Lori Beth Denberg is an expert on the green goop. By the time she joined the network in 1994, slime "was already an institution." She got drenched in the stuff during her tenure on All That and the slime-happy gameshow Figure It Out.

She poo-pooed Darby's account, telling me there was no rotten food in slime. "The party line that they would tell kids was that slime was mined from the center of the Earth… The true gloppy slime was oatmeal and applesauce and green food color. A good slime, if it was just oatmeal, would 'plop.' I haven't found whatever it was in there that made it loosen up and ooze."

Advertisement

The actress, who now officiates w​eddings and stars in​ indie films, explained that the slime they used to get doused in was a bit of a nuisance. "The green color would just stain your bras and underwear forever." According to her, your best bet was to, "Sit straight up or lean back a little bit… If you're gonna get slimed, get slimed. Don't curl up in a ball and let it run down your back… into your buttcrack."

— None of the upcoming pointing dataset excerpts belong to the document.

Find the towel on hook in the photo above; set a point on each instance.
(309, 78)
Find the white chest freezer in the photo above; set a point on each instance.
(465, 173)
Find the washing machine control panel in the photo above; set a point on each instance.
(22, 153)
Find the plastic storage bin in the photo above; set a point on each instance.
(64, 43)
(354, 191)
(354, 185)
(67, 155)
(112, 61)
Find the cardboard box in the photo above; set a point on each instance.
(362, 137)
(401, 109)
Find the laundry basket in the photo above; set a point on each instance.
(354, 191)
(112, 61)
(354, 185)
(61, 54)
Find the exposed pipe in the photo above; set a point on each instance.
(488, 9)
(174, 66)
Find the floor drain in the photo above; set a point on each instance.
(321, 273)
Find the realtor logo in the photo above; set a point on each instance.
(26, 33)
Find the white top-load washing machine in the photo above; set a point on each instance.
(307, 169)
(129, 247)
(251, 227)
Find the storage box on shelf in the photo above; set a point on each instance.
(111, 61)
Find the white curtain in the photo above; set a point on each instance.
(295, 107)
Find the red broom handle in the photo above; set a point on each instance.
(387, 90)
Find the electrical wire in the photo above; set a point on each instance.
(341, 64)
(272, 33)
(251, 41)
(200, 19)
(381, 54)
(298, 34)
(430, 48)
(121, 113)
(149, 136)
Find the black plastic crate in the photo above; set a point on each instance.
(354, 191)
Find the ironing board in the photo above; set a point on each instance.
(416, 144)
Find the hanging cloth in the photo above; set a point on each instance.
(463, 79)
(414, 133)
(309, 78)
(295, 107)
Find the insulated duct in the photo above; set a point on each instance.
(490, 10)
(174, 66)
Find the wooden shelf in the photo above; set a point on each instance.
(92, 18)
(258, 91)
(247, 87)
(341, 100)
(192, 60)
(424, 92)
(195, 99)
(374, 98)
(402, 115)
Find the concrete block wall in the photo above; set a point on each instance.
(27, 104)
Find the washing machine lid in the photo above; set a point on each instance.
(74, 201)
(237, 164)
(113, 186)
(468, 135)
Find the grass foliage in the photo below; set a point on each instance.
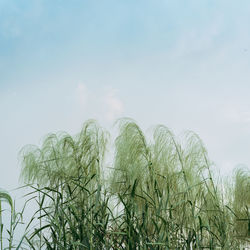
(159, 194)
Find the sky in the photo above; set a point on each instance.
(184, 64)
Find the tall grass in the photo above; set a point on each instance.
(160, 194)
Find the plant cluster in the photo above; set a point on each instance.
(158, 194)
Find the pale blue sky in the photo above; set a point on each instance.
(181, 63)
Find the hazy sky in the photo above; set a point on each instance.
(185, 64)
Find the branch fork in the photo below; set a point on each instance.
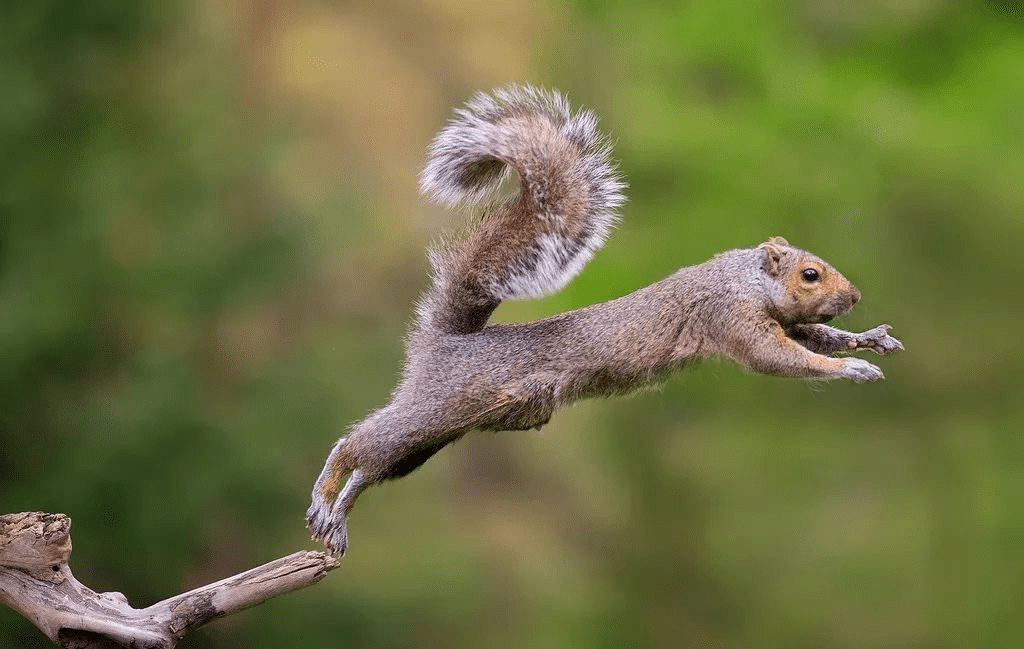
(36, 581)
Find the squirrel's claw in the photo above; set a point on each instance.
(328, 526)
(861, 371)
(879, 340)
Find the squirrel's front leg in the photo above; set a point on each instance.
(772, 351)
(826, 340)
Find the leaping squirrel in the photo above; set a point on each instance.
(764, 307)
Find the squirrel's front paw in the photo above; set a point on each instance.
(328, 525)
(879, 340)
(860, 371)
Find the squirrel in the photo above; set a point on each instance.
(764, 307)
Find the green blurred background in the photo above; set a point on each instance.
(210, 241)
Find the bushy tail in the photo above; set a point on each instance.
(534, 244)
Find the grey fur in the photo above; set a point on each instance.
(756, 306)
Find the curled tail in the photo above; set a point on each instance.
(534, 244)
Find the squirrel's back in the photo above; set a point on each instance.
(530, 245)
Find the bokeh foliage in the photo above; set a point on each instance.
(210, 241)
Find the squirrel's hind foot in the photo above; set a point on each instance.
(328, 526)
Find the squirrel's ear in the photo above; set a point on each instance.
(773, 250)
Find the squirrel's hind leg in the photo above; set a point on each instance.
(329, 509)
(328, 521)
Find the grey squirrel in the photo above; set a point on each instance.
(764, 307)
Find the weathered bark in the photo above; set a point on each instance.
(36, 581)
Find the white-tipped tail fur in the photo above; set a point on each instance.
(536, 243)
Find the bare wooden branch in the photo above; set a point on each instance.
(36, 581)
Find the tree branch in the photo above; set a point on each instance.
(36, 581)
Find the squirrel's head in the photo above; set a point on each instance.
(802, 287)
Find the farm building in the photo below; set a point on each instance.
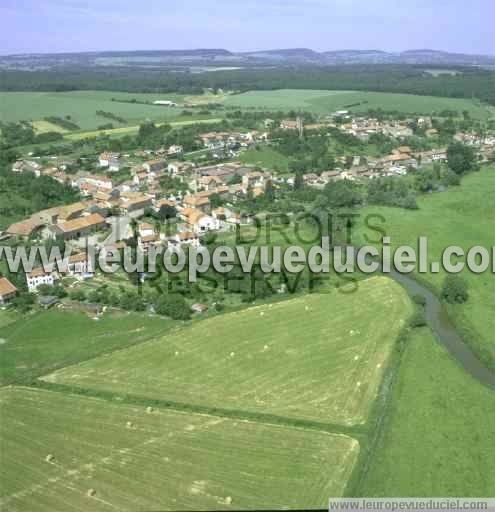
(7, 291)
(78, 228)
(38, 277)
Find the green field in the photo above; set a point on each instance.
(440, 435)
(326, 102)
(36, 344)
(82, 107)
(159, 460)
(266, 158)
(318, 357)
(129, 130)
(462, 216)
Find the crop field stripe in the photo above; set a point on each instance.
(318, 358)
(159, 460)
(254, 417)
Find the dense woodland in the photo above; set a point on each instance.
(471, 82)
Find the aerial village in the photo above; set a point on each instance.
(111, 210)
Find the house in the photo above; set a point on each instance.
(154, 166)
(175, 150)
(134, 204)
(95, 181)
(186, 238)
(199, 222)
(110, 161)
(38, 277)
(431, 132)
(160, 203)
(254, 179)
(289, 124)
(221, 213)
(79, 228)
(25, 229)
(47, 301)
(7, 291)
(79, 266)
(179, 168)
(60, 214)
(145, 229)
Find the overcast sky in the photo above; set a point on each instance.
(394, 25)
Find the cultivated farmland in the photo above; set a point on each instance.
(81, 106)
(319, 357)
(326, 102)
(62, 452)
(39, 343)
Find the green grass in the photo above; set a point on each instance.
(318, 357)
(82, 107)
(462, 216)
(163, 461)
(39, 343)
(7, 317)
(326, 102)
(129, 130)
(439, 438)
(266, 158)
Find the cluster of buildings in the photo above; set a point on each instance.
(396, 163)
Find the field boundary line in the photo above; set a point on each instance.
(355, 431)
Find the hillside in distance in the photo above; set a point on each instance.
(215, 57)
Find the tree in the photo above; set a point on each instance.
(455, 290)
(298, 181)
(418, 319)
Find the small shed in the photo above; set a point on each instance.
(199, 308)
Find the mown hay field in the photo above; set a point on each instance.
(319, 357)
(81, 106)
(326, 102)
(39, 343)
(60, 452)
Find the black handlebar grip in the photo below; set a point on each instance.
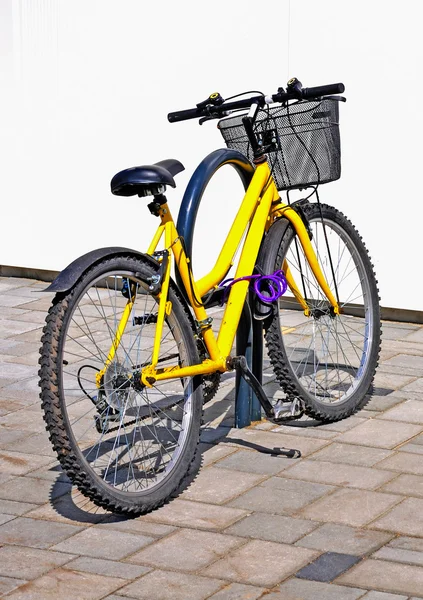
(323, 90)
(184, 115)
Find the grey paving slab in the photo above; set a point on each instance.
(211, 453)
(350, 507)
(410, 557)
(386, 577)
(280, 496)
(62, 583)
(238, 591)
(408, 485)
(34, 444)
(407, 543)
(101, 543)
(7, 584)
(66, 509)
(197, 515)
(10, 507)
(20, 463)
(403, 462)
(415, 386)
(187, 550)
(406, 362)
(138, 526)
(331, 537)
(217, 486)
(4, 518)
(255, 563)
(345, 475)
(357, 490)
(163, 585)
(35, 491)
(352, 455)
(271, 527)
(35, 534)
(380, 434)
(382, 403)
(108, 568)
(252, 461)
(270, 440)
(300, 589)
(410, 411)
(406, 518)
(327, 567)
(29, 563)
(383, 596)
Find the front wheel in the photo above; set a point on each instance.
(326, 360)
(125, 445)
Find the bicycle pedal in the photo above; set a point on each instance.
(288, 410)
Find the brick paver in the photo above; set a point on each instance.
(248, 523)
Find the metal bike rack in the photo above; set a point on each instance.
(249, 338)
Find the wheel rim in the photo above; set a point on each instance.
(328, 353)
(130, 436)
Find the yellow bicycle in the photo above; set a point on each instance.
(129, 354)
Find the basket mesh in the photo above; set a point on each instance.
(307, 149)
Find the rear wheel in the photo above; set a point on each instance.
(125, 445)
(326, 360)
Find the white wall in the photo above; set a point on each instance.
(87, 85)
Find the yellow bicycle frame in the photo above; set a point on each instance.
(260, 207)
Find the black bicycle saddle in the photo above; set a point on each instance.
(147, 180)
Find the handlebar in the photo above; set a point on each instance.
(294, 92)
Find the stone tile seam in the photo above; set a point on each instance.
(198, 571)
(154, 543)
(385, 512)
(53, 567)
(316, 524)
(360, 586)
(399, 562)
(366, 524)
(288, 475)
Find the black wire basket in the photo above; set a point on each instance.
(304, 147)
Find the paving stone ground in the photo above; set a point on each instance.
(343, 522)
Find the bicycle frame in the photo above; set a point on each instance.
(260, 207)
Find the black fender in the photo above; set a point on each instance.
(266, 259)
(196, 188)
(71, 274)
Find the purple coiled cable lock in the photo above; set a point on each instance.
(275, 283)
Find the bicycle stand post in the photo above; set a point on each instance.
(249, 343)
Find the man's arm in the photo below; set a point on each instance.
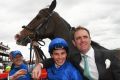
(44, 64)
(115, 65)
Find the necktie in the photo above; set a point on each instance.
(86, 68)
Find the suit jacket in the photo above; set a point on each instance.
(101, 55)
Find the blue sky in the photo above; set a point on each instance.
(101, 17)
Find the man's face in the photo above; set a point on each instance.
(82, 40)
(59, 56)
(18, 60)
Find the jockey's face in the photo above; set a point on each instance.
(59, 56)
(82, 40)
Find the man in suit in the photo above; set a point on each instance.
(101, 63)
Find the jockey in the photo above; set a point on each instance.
(19, 70)
(61, 69)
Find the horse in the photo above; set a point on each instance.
(49, 24)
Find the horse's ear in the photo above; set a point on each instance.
(52, 6)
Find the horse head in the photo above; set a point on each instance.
(38, 26)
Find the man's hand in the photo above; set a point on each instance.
(36, 71)
(19, 73)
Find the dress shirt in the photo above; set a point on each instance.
(91, 63)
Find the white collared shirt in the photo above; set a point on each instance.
(92, 65)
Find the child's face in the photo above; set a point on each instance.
(18, 60)
(59, 56)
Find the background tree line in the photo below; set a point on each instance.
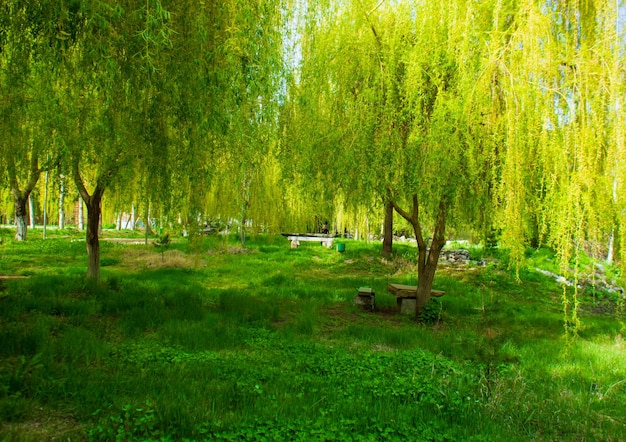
(493, 116)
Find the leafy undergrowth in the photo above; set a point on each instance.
(211, 341)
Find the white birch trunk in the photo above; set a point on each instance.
(81, 216)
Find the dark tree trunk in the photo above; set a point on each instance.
(94, 205)
(428, 264)
(20, 217)
(93, 241)
(388, 230)
(427, 258)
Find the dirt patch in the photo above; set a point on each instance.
(43, 427)
(151, 259)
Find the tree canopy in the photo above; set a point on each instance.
(494, 116)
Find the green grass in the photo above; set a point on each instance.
(216, 342)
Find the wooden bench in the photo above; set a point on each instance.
(406, 295)
(295, 239)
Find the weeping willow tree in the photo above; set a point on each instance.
(493, 115)
(562, 77)
(384, 100)
(28, 47)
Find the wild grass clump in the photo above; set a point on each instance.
(226, 343)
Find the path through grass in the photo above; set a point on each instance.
(219, 342)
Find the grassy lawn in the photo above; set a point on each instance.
(212, 341)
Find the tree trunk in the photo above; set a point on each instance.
(428, 264)
(427, 258)
(388, 230)
(20, 198)
(81, 215)
(20, 217)
(45, 206)
(31, 211)
(61, 201)
(93, 241)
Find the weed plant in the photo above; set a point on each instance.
(212, 341)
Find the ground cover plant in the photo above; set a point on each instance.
(208, 340)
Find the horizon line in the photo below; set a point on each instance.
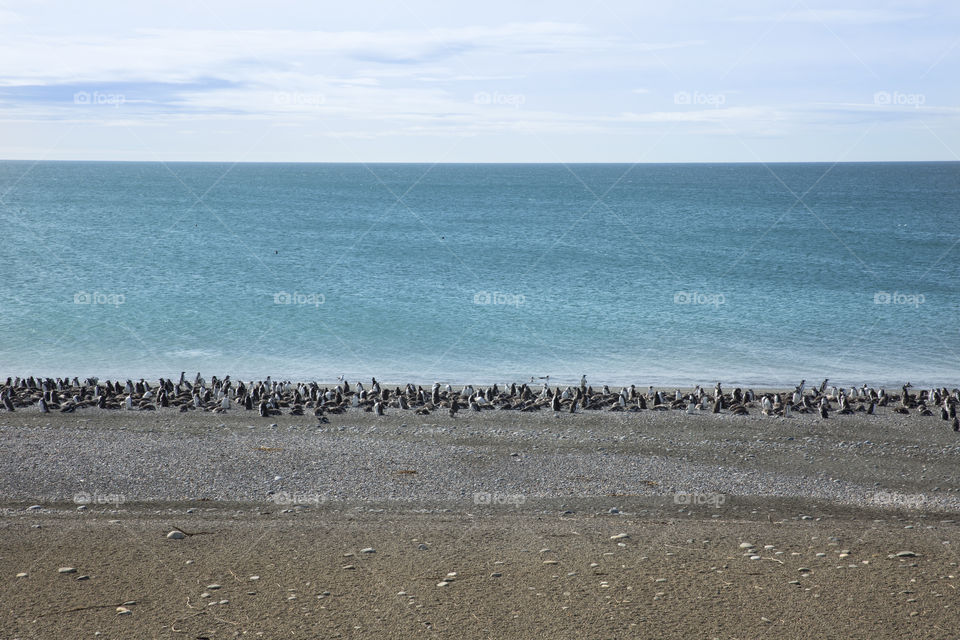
(488, 162)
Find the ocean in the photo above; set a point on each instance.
(663, 274)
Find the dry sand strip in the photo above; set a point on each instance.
(492, 573)
(650, 524)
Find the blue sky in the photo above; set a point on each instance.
(583, 81)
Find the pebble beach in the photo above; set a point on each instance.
(494, 523)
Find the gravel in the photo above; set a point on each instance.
(105, 459)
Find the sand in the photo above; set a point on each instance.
(517, 506)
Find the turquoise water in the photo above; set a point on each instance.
(659, 274)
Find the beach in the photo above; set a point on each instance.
(601, 524)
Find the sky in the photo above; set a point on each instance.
(492, 81)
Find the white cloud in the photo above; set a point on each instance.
(835, 16)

Applesauce and slimy butts aside, it's still a wonder how sliming became such a phenomenon.  Heather Lappi, a school psychologist in Philadelphia, offered me an explanation for why young people were so obsessed with the green stuff. "In school and at home, children are accustomed to structure. From the moment they wake until bedtime each night, their day is planned down to the minute. Watching another child get slimed or messy and knowing that the child is not going to get grounded or have to clean up the mess is very alluring."

But it may not just be the wild nature of seeing a big mess that excites kids, added Lappi: "Some may argue that getting slimed is a sort of comedy that experts (all the way back to Plato and Aristotle) call the superiority theory of humor. We laugh about misfortunes of others (schadenfreude), because these misfortunes assert our superiority over their shortcomings. Although sliming is arguably less intense than what our great philosophers were eluding to, humans, even the ones with the best intentions, often instinctively laugh first and help second when another experiences misfortune."

Advertisement

Unfortunately, sliming ain't what it used to be.  With the so-called "Glory Days" of Nickelodeon waning (num​bers took a sharp downturn in 2012), slime has been relegated to award sho​ws and YouTu​be clips. The Nickelodeon Studios theme park, where kids could go to get slimed in real life, was shut down in 2004. The only place to get doused in green goo seems to be a N​ickelodeon-themed resort in Orlando where water-park games include the occasional sliming.

The kids who grew up in the 90s still have now become nostalgic for all things Nickelodeon—including the slime. There's a live-streaming website dedicated to Nick re​runs where you can watch countless hours of slimming. And there have been innumerable petitions to bring back Nickelodeon's original slime-laden 90s-era programming.

This reverence among millennials for the slime era makes some sense. According to author Carl Wilson in his 2011 essay "My So-Called Adulthood," "… nostalgia is a glue that reinforces bonds of solidarity and shared experience. It's especially helpful if you're careful to recall that the time in question was hell as much as heaven."

Maybe if we think about Zubaz at the same time as we remember old episodes of Pete & Pete, we'll come out of our reverie with a clearer picture of our nascent years. Were the 1990s kind of slimy? Sure, but as Lori Beth Denberg told me on the phone, "Don't hide from the slime, embrace it."